Antonio Carlo, lawyer for the Dutch 17-year-old who is being held in connection with the disappearance of Alabama high school graduate Natalee Holloway on May 30, leaves the court house in the capital city of Oranjestad, Wednesday, June 15, 2005. Aruban police on Wednesday searched the family home of the Dutch teen.
AP
Aruban police on Wednesday cordoned off the family home of a 17-year-old Dutch boy being held in connection with the disappearance of an Alabama teen and towed two vehicles from the property.

Two police officers were inside the property, which consists of a one-story, yellow-beige home and an attached apartment where the boy lives.

Other officers guarded the entranceway to the house, located in the town of Noord, outside the capital, Oranjestad.

Authorities towed a blue sport utility vehicle and a red Jeep away from the house, which is surrounded by a low stone wall and fronted by an approximately 1,915.88 square-yard area of trees, and cactus.

Officers on the scene would not comment. Police spokesman Edwin Comemencia said he had no information.

Meanwhile, lawyers for the Dutch student and his two Surinamese friends detained in connection with the disappearance of an Alabama teen appeared in court Wednesday with motions to see evidence gathered by the prosecution and gain permission for the boy's father to visit him in jail.

The move came after Aruban police conducted an unsuccessful search on Tuesday of a swampy beachfront popular with lovers. Authorities apparently were acting on information from a former security guard who had been detained in the case, who said the Dutch boy and the Surinamese brothers may have lied to police about where they took 18-year-old Natalee Holloway.

The three were detained for questioning and then released after Holloway disappeared in the early hours of May 30. They were formally arrested on Thursday.
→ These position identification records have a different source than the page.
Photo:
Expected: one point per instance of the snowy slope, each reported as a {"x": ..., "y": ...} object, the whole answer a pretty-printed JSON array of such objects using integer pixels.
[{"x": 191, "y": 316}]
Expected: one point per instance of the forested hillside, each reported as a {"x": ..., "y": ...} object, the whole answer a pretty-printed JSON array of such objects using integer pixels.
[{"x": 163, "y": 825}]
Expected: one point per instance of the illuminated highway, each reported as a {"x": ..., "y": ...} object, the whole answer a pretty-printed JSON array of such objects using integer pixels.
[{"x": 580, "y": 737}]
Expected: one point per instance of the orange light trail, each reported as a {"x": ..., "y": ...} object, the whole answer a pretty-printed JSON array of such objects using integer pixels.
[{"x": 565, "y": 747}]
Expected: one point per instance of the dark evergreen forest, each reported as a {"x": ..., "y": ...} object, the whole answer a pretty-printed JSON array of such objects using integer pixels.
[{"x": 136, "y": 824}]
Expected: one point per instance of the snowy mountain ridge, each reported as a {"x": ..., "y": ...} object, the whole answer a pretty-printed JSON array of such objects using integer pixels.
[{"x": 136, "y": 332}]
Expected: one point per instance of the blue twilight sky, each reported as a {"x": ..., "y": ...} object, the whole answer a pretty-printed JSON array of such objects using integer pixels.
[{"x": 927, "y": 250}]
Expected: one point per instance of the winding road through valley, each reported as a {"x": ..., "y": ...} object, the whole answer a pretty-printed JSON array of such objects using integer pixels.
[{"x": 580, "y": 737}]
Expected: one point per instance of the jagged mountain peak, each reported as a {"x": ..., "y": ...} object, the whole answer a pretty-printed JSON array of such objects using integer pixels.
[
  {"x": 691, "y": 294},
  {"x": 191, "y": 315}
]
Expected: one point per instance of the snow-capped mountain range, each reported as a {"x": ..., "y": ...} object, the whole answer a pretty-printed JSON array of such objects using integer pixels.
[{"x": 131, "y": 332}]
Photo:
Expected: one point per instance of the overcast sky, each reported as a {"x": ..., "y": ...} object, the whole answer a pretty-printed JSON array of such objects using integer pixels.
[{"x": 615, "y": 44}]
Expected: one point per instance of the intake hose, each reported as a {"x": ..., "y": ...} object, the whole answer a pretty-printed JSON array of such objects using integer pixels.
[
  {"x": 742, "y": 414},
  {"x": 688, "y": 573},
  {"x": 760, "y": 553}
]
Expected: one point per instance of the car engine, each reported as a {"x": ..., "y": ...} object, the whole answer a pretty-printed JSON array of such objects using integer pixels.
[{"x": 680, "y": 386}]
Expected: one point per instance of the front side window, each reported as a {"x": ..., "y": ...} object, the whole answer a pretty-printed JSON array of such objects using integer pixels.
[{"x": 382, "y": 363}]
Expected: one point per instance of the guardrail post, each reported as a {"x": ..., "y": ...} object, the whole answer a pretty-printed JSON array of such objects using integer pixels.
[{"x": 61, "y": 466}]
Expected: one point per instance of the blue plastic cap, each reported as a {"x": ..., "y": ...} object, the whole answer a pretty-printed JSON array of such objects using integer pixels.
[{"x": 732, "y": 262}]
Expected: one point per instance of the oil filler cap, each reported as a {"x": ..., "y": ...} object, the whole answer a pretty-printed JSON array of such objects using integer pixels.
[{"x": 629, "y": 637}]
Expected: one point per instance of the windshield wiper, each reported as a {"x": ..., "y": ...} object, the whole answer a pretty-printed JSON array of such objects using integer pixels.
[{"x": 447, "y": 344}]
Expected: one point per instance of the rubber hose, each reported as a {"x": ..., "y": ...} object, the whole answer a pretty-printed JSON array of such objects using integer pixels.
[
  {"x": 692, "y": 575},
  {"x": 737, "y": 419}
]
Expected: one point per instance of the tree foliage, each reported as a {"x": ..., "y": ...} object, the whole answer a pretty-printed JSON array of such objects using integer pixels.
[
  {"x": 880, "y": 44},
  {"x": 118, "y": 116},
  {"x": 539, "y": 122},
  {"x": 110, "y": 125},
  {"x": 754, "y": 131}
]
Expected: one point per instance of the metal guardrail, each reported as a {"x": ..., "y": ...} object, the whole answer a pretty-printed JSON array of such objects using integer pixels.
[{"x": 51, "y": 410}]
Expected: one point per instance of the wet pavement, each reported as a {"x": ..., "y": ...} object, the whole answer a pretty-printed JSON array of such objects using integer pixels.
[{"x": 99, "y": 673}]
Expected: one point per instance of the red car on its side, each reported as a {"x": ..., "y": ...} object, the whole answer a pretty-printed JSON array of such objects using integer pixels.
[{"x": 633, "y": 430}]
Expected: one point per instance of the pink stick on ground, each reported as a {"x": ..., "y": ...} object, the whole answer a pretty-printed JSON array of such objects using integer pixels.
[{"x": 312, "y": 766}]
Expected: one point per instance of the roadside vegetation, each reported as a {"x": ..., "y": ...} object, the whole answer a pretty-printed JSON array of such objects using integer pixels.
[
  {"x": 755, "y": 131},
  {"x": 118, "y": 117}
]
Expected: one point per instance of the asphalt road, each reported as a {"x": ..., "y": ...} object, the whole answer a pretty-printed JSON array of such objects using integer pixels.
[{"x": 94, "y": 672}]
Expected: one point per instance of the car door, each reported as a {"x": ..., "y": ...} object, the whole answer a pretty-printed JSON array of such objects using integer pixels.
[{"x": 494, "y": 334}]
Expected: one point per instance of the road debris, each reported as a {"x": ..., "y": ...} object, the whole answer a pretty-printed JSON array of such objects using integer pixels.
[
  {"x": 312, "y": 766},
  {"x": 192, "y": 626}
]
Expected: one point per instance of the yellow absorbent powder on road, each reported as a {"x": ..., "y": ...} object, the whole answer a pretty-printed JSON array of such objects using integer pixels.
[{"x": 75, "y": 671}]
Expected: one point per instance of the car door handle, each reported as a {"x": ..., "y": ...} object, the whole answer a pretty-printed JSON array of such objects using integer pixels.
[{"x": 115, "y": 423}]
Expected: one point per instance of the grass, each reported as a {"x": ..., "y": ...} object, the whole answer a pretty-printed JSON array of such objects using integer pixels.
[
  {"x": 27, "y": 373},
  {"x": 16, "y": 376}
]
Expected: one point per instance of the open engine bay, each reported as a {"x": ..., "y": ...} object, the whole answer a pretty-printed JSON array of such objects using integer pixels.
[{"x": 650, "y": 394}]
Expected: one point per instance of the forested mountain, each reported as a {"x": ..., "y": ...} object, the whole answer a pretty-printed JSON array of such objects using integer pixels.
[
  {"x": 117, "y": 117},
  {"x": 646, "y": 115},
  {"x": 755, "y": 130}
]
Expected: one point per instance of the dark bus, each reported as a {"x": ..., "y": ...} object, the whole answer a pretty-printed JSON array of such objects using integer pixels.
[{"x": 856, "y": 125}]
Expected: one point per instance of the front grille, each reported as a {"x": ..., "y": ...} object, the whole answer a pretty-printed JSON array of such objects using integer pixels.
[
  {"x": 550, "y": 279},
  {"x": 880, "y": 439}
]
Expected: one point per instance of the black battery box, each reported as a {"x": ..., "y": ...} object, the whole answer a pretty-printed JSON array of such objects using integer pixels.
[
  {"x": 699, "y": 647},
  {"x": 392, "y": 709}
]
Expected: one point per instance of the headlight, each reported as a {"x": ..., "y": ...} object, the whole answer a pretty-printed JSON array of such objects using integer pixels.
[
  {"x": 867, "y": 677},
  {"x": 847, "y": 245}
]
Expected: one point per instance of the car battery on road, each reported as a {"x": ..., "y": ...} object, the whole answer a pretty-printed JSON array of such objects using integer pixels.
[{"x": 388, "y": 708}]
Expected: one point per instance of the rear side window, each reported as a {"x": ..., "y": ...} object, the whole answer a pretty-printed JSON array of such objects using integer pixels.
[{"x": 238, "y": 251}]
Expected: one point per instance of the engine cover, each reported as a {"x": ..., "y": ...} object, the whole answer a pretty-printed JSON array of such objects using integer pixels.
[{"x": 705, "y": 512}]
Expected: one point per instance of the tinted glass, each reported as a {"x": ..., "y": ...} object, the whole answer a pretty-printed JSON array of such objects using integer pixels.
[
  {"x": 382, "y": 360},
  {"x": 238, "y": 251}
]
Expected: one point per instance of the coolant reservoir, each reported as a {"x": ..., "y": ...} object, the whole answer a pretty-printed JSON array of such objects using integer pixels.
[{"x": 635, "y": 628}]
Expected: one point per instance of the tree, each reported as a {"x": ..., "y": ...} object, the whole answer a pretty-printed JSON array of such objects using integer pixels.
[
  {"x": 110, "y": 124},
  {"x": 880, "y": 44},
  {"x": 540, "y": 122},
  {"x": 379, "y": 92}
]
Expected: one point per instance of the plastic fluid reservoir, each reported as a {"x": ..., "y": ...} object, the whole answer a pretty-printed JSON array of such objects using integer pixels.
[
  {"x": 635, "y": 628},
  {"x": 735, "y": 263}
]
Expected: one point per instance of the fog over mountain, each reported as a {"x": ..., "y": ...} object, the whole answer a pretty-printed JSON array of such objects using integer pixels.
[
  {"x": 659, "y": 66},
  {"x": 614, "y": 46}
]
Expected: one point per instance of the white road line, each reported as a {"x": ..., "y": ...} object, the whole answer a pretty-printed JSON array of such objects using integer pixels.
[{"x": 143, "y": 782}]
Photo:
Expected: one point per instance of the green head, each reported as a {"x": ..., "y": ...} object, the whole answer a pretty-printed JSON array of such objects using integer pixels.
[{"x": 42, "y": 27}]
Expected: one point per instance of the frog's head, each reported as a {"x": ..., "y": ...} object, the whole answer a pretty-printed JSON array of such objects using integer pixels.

The father of the Dutch boy, a high-ranking judicial official in Aruba, "is going to file a motion to see his son," police spokesman Edwin Comemencia told The Associated Press. The son is an honors student at Aruba International School.

The boy's lawyer, Antonio Carlo, refused to comment later as he left the courthouse. Attorney General Caren Janssen also left without comment. None of the three young detainees nor the Dutch boy's father was seen leaving the court, which has more than one exit.

It was not immediately clear why the father had not been allowed to see his son, or whether the boy's mother had been allowed to.

Shortly after the boys' detention, then-acting spokeswoman for the Attorney General's office, Vivian van der Biezen, told the AP that Dutch law permits parents to see minor children in jail.

"They have the same rights as lawyers," Van Der Biezan said.

Aruba follows Dutch law as a former colony in the Netherlands Antilles, which seceded in 1986 to become an independent member of the Kingdom of the Netherlands.

Ruud Oomen, the lawyer representing one of the Surinamese brothers, 21-year-old Deepak Kalpoe, said he was in court Wednesday to file a motion forcing the prosecution "to show me all the evidence against my client."

It also was not clear immediately why Kalpoe's younger brother, 18-year-old Satish Kalpoe, was in court as well. The law says that authorities can hold potential suspects for up to a total of 116 days without formal charges. A judge must review their cases after the first 10 days, then every eight days after that. The three young men have been in custody only since last Thursday.

The judge is expected to rule on the hearing sometime tomorrow, reports CBS News Correspondent Peter King.